Jika dia memegang sesuatu sekrucial itu, mengapa dia belum menggunakannya untuk mendapatkan apa yang dia inginkan? Bagaimana dia masih hidup dan bernafas? Atau… bisa jadi bahkan para Petrov belum mengetahui di mana USB yang dimaksud berada? Apakah mereka masih membiarkannya hidup karena membunuhnya berarti kehilangan setiap petunjuk yang mereka miliki tentang lokasi USB?
Hmmm…
Mengisap giginya, Caesar menatapnya dengan mata yang meragukan.

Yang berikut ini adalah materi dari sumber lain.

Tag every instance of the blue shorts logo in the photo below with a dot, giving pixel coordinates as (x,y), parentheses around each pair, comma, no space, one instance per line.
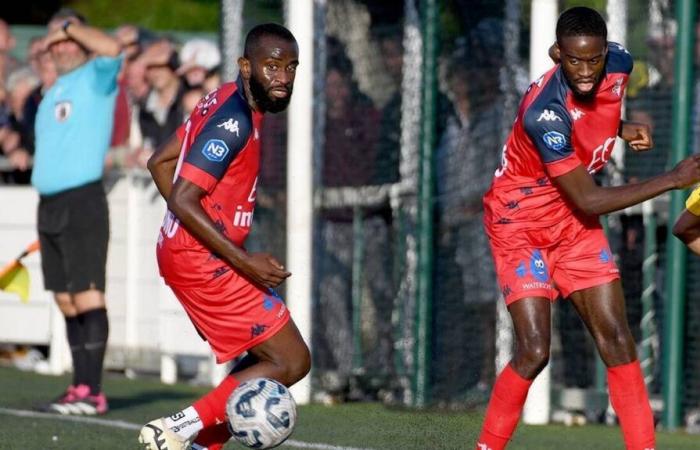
(554,140)
(538,268)
(215,150)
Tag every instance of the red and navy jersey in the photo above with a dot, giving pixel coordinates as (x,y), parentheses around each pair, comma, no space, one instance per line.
(554,132)
(220,154)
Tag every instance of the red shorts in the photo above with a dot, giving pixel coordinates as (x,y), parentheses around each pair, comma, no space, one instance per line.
(232,314)
(562,259)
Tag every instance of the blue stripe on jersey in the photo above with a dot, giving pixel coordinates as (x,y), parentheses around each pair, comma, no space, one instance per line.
(619,60)
(223,137)
(547,120)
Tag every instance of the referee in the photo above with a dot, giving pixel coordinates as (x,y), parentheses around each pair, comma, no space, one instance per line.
(73,128)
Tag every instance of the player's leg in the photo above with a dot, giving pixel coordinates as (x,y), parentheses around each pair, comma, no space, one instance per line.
(253,320)
(532,325)
(602,309)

"Jika kamu benar-benar memiliki sesuatu seperti itu, mengapa kamu belum menggunakannya untuk mendapatkan balasmu? Kamu ingin para Petrov hilang, bukan? Apa yang menahanmu? Mengapa kamu membutuhkan bantuan saya saat kamu memiliki sesuatu sekrusial itu?" dia bertanya dengan wajah datar.
Adeline terdiam, tangannya menggenggam menjadi kepalan yang erat. Napas dalam yang bergetar keluar dari mulutnya, matanya dikelilingi oleh kilau jahat.
"Mengapa menghancurkan mereka begitu mudah saat saya bisa membuatnya lambat dan menyakitkan?" dia menjawab dengan sebuah pertanyaan.